Kung Fu Hustle
Opening Friday at Green Hills 16
First things first: believe the hype. Even if you arrive at Stephen Chow's new film prepared to laugh your ass off (you will), you may nevertheless find yourself blindsided by Kung Fu Hustle's formal mastery, utterly impeccable comic timing, and total commitment to old-school martial arts cinema (despite its satirical exaggeration). Easily one of the best comedies of recent years, Hustle is a tender, madcap riff on Shaw Brothers chopsocky, but it's also capacious enough to incorporate elements of The Shining, Bugs Bunny/Roadrunner cartoons, even Popeye-era Altman.
After an introductory dance sequence that's part Warriors, part West Side Story, Chow brings us to the 1940s Shanghai village of Pigsty, a multi-tiered spatial creation reminiscent of early Jerry Lewis. Chow plays wannabe gangster and all-round loser Sing. He and his sidekick (Chi Chung Lam) try to insinuate themselves into the vicious yet rhythmically coordinated Ax Gang, who tyrannize Pigsty. But the impoverished residents are quietly plotting an uprising.
Chow and his sidekick are minor players, similar to the way Jacques Tati's M. Hulot recedes into the overall comic tapestry of Playtime. In this respect, Sony Classics' ad campaign is a tad deceptive, since it implicitly positions Chow as the next Jackie Chan. While Chow the director slathers himself over the screen, he's not that much more present as a character than, say, Qiu Yuen's foul-tempered landlady and her grandmotherly halo of curlers. Throughout the film, unlikely supporting players reveal themselves to be secret kung fu masters. Chow's willingness to shuttle his most peripheral characters to the forefront delivers shocking comedic surprises, as well as bespeaking a thoroughgoing generosity.

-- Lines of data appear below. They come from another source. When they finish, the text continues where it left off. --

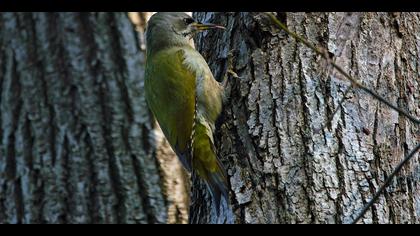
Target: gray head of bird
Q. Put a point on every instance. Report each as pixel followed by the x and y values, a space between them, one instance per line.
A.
pixel 171 29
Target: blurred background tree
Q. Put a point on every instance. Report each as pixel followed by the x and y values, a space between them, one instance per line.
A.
pixel 78 144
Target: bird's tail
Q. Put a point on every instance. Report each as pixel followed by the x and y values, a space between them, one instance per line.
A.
pixel 206 163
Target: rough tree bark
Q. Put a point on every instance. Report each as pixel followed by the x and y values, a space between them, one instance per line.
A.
pixel 77 142
pixel 282 166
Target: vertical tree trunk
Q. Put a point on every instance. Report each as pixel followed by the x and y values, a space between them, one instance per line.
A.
pixel 77 142
pixel 284 166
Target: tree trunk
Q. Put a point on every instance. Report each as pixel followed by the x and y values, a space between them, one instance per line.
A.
pixel 78 144
pixel 285 165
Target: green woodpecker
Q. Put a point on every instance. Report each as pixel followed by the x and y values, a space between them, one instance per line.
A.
pixel 184 96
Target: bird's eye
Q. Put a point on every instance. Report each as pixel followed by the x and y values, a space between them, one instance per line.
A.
pixel 188 21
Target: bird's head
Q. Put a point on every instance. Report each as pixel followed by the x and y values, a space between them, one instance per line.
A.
pixel 166 29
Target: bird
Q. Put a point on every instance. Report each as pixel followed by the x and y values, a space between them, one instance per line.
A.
pixel 184 97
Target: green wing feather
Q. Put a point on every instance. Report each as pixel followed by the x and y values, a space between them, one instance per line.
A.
pixel 171 89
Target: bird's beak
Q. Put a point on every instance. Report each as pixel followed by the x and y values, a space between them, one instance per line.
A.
pixel 206 26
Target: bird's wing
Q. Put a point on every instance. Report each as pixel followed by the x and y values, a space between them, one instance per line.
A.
pixel 171 97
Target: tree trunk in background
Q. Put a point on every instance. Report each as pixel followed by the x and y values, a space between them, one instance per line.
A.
pixel 77 141
pixel 282 166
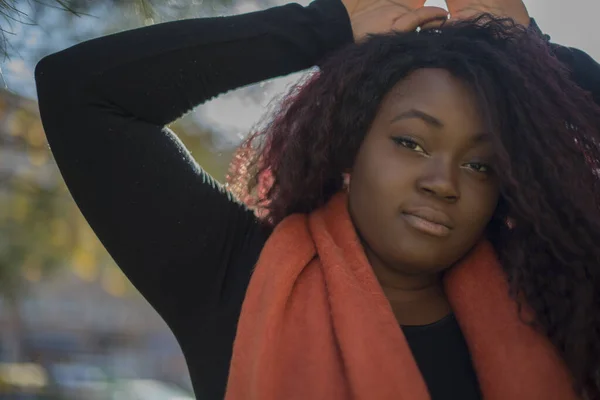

Like many kung fu body operas, Hustle is not really a film about plot. It is carefully structured, but in an episodic, one-thing-led-to-another-but-in-retrospect-I'm-not-sure-how kind of way. It runs on pure kinesis, a whirligig of misdirection and outlandish ass-kicking. But Chow's most impressive formal achievement is his exacting, innovative use of CGI. 2001's Shaolin Soccer signaled this new direction for Chow, whose earlier films hinged more on fast-paced verbal-nonsense comedy. (Several are available for rental domestically, God of Cookery being the finest and funniest. Netflix it pronto.)
But Soccer, while possessing its own formal integrity as a performance-enhanced, metaphysical Bad News Bears, was just a warm-up. Kung Fu Hustle uses CGI to explode and intensify Chow's action sequences, creating live-action animations that remain grounded in the marvels of what real, athletic bodies can do. Certainly, there's more going on here than virtuosic martial arts; Hustle is a shaggy cinematic mutt compared to the stringent purity of a stunt-based film like Ong-bak. Nevertheless, Chow strikes a balance between human plasticity and cartoony squash-and-stretch. The fighting is classical, and the graphics just blast it through a megaphonejust as Chow's command of the medium amplifies his many inspired gags into outright hilarity. By any measure, Kung Fu Hustle is a major artistic triumph.